B. La consécration d’une protection impérative par une approche téléologique
La Cour rappelle que l’objectif de la directive 2011/83/UE est d’assurer « un niveau élevé de protection des consommateurs » au moyen d’une harmonisation complète. Cet objectif serait compromis si le consommateur, pour des questions relatives à son contrat, devait payer un surcoût. Une telle situation créerait une barrière financière susceptible de le dissuader de contacter le professionnel, et donc de faire valoir ses droits. La Cour rejette ainsi l’argument du professionnel fondé sur le libre choix du consommateur. Elle souligne que la liberté contractuelle trouve ses limites dans le caractère impératif des dispositions de la directive, comme le prévoit son article 25. Selon ce texte, « le consommateur ne peut renoncer aux droits qui lui sont conférés ». La possibilité de choisir un numéro surtaxé reviendrait à permettre une renonciation indirecte à la protection offerte par l’article 21, ce qui est formellement prohibé. La protection n’est donc pas une simple option offerte au consommateur, mais une obligation qui s’impose au professionnel, indépendamment du consentement ou du choix du cocontractant.
Ainsi clarifiée dans son sens, la solution retenue par la Cour de justice se distingue également par sa valeur et sa portée significatives.
II. La portée : une clarification bienvenue renforçant les droits du consommateur
L’arrêt présente une valeur certaine en garantissant la sécurité juridique et l’effectivité du droit pour les consommateurs (A). Il définit par ailleurs une interdiction dont la portée générale et absolue clarifie les obligations des professionnels (B).
A. La valeur d’une solution garantissant la sécurité juridique et l’effectivité du droit
En tranchant nettement en faveur d’une interdiction stricte, la Cour lève toute ambiguïté sur l’interprétation de l’article 21. La solution contraire, qui aurait validé la mise à disposition parallèle de lignes surtaxées, aurait ouvert une brèche dans le dispositif de protection. Les professionnels auraient pu être incités à rendre l’accès à la ligne au tarif de base moins visible ou moins pratique, orientant de fait les consommateurs vers l’option la plus onéreuse. En posant une règle claire, la Cour prévient de tels contournements et garantit une application uniforme du droit au sein du marché intérieur. La décision renforce l’effectivité des droits du consommateur, en s’assurant que l’exercice de ces droits ne soit pas entravé par des considérations financières. La protection du consommateur n’est pas seulement proclamée, elle est rendue concrète et accessible, sans frais cachés ni surcoûts dissuasifs.

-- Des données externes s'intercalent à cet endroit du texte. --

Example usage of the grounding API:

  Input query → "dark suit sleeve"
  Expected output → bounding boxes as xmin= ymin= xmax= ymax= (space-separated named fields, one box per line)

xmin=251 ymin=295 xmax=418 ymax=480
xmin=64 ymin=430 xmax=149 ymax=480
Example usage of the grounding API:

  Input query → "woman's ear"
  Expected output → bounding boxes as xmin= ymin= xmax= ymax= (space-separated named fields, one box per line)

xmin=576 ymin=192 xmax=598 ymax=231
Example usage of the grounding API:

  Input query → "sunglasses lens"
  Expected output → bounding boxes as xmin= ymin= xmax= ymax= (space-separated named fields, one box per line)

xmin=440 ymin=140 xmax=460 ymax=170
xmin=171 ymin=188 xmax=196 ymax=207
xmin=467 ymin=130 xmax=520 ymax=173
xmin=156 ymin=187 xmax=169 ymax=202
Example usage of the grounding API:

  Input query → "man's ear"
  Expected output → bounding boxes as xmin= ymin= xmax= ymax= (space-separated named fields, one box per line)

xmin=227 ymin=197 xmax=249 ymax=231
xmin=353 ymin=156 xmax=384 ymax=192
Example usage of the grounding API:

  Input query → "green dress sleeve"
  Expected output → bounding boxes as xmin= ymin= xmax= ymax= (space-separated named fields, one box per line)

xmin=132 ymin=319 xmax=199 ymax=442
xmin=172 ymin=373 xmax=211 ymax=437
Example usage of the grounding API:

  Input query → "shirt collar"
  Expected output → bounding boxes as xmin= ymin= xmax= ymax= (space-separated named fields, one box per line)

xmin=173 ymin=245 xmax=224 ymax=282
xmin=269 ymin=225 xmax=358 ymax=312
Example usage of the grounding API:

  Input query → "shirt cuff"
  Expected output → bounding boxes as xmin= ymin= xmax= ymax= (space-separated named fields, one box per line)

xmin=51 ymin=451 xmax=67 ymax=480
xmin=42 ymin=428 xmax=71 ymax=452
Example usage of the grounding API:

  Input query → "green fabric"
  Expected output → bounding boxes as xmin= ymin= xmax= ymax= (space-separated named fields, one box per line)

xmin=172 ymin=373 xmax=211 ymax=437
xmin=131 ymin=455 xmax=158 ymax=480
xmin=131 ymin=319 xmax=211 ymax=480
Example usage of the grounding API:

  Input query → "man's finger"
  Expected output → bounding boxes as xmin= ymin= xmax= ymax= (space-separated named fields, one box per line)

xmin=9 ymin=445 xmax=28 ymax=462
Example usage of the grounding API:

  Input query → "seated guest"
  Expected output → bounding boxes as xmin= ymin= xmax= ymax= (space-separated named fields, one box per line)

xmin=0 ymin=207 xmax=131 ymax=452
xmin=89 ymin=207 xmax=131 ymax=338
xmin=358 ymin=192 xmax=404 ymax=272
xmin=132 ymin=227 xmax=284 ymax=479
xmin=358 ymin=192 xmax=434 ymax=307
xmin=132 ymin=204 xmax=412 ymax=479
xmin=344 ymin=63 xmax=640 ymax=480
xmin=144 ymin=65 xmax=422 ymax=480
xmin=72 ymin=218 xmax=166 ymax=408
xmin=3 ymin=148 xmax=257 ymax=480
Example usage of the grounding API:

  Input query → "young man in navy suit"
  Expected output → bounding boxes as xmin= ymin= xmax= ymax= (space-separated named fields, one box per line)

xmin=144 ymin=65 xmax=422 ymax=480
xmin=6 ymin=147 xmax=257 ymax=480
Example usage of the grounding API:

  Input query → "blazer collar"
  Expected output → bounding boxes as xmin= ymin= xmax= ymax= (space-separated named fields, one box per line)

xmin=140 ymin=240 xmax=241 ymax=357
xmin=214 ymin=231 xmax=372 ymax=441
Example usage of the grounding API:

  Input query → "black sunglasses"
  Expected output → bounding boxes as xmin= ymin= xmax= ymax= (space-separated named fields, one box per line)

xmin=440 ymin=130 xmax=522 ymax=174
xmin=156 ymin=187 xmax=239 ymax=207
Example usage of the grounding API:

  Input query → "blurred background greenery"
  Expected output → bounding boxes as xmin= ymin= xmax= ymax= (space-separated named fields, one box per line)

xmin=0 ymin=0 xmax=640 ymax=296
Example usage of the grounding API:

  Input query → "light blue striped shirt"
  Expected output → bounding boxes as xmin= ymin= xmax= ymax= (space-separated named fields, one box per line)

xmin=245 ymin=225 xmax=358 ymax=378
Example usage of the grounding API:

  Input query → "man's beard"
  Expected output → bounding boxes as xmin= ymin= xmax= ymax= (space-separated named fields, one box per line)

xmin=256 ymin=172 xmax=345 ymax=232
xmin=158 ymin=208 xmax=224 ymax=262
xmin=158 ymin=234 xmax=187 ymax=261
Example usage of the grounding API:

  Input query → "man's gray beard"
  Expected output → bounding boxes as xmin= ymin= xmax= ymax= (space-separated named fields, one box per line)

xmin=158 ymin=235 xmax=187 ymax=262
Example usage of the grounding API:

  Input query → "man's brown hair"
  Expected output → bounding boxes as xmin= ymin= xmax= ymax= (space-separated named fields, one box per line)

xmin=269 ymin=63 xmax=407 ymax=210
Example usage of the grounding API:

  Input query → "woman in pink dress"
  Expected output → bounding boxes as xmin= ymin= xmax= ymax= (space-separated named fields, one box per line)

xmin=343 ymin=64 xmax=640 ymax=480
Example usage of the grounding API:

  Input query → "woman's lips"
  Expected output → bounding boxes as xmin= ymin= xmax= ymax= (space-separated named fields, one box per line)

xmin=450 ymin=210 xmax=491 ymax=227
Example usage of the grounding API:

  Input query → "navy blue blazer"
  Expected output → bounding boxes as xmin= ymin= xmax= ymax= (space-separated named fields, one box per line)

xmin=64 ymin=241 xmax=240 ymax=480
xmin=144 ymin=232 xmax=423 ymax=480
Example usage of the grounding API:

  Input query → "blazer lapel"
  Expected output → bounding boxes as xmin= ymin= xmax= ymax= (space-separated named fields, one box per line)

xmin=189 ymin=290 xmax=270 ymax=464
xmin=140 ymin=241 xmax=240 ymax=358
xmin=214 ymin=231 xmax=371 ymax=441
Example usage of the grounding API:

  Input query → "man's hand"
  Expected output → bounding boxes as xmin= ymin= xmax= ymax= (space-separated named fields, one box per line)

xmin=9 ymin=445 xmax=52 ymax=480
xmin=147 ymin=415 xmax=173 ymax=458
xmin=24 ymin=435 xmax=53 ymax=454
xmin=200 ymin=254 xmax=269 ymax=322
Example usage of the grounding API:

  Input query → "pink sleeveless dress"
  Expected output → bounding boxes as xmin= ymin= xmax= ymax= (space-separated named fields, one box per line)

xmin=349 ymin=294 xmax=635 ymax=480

Cette clarification bienvenue emporte des conséquences pratiques étendues, définissant une interdiction d’une portée générale.

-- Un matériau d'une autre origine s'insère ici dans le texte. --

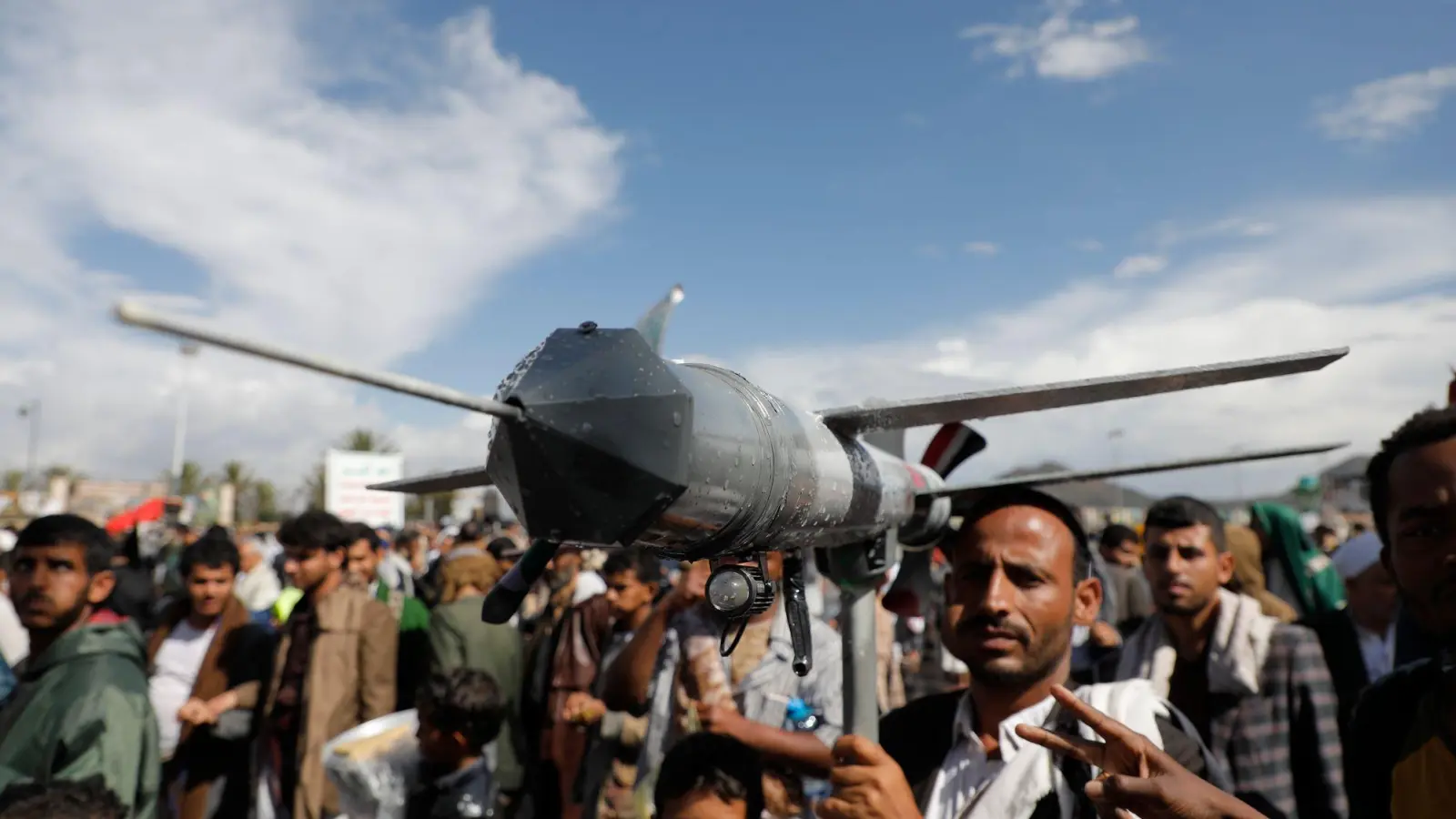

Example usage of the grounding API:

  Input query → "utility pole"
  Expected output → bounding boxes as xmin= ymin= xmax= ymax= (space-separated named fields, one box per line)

xmin=1107 ymin=429 xmax=1127 ymax=516
xmin=19 ymin=398 xmax=41 ymax=490
xmin=172 ymin=344 xmax=198 ymax=495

B. La portée d’une interdiction générale et absolue de la surtaxation
La Cour de justice précise que l’interdiction s’applique « quel que soit le format des numéros d’appel proposés par ledit professionnel ». Ainsi, la nature du numéro, qu’il s’agisse d’un numéro abrégé, d’un numéro spécial ou de toute autre forme, est indifférente. Ce qui importe est que le coût de l’appel ne dépasse pas le tarif de base dès lors que la communication porte sur un contrat conclu. De plus, la Cour écarte expressément l’argument selon lequel l’information fournie au consommateur ou son choix délibéré d’utiliser la ligne surtaxée pourrait exonérer le professionnel de son obligation. Il en résulte une interdiction absolue : un professionnel exploitant une ligne téléphonique pour le suivi de ses contrats ne peut en aucun cas facturer au consommateur un tarif supérieur au tarif de base pour ce service. Cette règle s’applique à toutes les lignes mises à disposition à cette fin, sans exception possible. La portée de cette décision est donc considérable pour l’ensemble des secteurs d’activité proposant un service client par téléphone.